Adopting a "first thought, best thought" approach

Index For Working Musik

La leggenda vuole che gli Index For Working Musik siano stati fondati, "all'insaputa dei loro stessi membri", una sera alla fine del 2019, grazie alla casuale scoperta di una non meglio precisata collezione di sbiadite fotocopie in bianco e nero, in un lurido vicolo nel Barrio Gotico di Barcellona. Il titolo era “Uomini posseduti da Dio”, raccoglieva un vario assortimento di immagini sacre e profane e un saggio sui primi eremiti cristiani. Un racconto senza dubbio molto suggestivo, ma come tutto questo abbia potuto ispirare Max Oscarnold (TOY, Proper Ornaments) e Nathalia Bruno (DRIFT, Leave The Planet) a dare nuovo impulso alla loro impresa musicale assieme resta un po’ avvolto nel mistero. Forse è giusto così, dato che il suono degli Index For Working Musik sembra vivere proprio di ombre e misteri, atmosfere fosche, un generoso spirito notturno che si espande e ama sperimentare in ogni direzione. 

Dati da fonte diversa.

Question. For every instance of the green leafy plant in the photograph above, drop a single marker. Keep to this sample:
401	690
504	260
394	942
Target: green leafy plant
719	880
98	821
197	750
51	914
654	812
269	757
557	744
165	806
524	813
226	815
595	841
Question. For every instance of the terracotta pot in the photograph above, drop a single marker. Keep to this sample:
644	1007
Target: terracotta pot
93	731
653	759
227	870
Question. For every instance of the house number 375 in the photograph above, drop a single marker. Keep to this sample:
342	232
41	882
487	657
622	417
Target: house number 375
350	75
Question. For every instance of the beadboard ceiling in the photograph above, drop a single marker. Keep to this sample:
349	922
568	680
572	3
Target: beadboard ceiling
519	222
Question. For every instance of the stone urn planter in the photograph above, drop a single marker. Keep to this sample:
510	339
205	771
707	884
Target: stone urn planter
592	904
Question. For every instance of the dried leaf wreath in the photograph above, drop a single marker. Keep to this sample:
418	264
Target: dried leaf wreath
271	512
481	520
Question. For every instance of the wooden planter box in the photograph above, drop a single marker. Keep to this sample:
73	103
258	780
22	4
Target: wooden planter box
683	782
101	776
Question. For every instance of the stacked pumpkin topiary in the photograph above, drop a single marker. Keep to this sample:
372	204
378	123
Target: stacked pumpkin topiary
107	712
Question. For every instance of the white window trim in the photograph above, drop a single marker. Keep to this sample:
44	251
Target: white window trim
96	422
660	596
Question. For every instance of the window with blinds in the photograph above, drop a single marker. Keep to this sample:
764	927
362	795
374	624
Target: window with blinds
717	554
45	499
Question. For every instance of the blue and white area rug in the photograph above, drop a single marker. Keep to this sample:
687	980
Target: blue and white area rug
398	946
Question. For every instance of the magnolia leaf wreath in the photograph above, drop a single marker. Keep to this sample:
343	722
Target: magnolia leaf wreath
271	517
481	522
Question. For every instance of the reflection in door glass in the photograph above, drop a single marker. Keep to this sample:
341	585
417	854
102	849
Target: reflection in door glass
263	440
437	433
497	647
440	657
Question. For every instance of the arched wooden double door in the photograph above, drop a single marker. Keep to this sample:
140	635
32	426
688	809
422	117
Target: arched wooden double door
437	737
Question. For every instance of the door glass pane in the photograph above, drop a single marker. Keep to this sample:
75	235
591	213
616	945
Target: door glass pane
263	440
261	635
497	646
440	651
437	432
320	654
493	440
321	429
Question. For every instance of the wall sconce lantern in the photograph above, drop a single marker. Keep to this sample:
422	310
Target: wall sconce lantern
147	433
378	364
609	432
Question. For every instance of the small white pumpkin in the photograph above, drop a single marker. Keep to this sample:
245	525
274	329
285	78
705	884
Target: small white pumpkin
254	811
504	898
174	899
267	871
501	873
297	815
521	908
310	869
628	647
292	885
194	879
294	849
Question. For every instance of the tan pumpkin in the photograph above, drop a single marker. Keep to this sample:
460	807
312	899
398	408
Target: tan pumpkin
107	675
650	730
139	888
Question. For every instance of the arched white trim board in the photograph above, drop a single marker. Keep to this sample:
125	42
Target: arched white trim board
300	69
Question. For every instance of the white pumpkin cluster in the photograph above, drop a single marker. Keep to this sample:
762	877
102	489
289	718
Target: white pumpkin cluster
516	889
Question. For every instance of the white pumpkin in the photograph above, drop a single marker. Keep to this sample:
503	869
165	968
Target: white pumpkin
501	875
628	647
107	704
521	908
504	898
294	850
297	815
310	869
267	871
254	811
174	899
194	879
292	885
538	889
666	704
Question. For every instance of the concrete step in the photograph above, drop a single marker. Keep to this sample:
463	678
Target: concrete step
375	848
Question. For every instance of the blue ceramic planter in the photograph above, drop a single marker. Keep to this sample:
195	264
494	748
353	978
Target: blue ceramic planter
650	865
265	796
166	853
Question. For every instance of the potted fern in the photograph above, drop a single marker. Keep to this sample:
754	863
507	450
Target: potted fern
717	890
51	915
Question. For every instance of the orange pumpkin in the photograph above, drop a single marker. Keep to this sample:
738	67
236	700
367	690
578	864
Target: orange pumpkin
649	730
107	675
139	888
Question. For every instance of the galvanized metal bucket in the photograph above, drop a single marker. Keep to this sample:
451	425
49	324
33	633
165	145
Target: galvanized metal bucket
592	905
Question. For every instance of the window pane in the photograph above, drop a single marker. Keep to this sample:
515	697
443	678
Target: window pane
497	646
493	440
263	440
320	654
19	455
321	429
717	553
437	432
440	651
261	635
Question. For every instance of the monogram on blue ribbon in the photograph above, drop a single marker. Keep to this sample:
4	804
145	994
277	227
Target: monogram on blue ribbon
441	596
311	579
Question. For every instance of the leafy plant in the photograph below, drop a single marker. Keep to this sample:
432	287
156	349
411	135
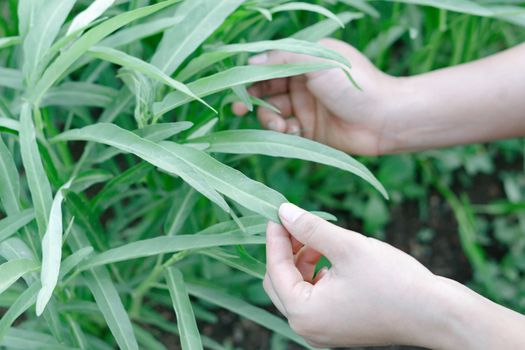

Ascoltando i primi due singoli, la fumosa Wagner e la più surfeggiante Chains, mi sono tornati in mente certi cari Crystal Stilts, con la loro cupezza ma anche con la loro abilità di dissolvere ogni nota in una nube di nebbia e fumo, canzoni minacciose e al tempo stesso evanescenti, ombre che danzano senza posa.
Intanto, gli Index For Working Musik (e chissà da dove viene questo nome che sembra rubato da una tracklist degli Stereolab) erano rientrati nel confortevole smog di Londra, e immersi nell’ancora più confortevole isolamento del lockdown da pandemia, avevano aggiunto alla formazione il batterista Bobby Voltaire, il contrabbassista E. Smith e il chitarrista J. Loftus. La situazione precaria li ha portati a prediligere una musica "straight forward free" più votata all'improvvisazione, e la band si è ritrovata ad adottare un approccio "first thought, best thought". Da quelle lunghe sessioni sotterranee è nato il loro album d’esordio, Dragging the Needlework for The Kids at Uphole, ora in uscita su Tough Love Records: “35 minuti di chitarre ripetitive, batterie rallentate e voci soavi, dove il paesaggio ricorrente è il deserto. Loop di musica afgana sovrapposti a voci registrate in coda alla farmacia e drum machine prese in prestito da eroi spagnoli. Una strana miscela psichedelica, fatta di misticismo immaginario e realtà quotidiana, di sogni febbrili e giorni che si sono dilatati fino a diventare settimane e mesi”. Se come me amate quell'indie rock sognante e temerario, figlio di Velvet Underground ed Echo & The Bunnymen, e che può vantare anche una lontana affiliazione genealogica con Veronica Falls e Ultimate Painting, questa nuova "macchina musicale" vi entusiasmerà.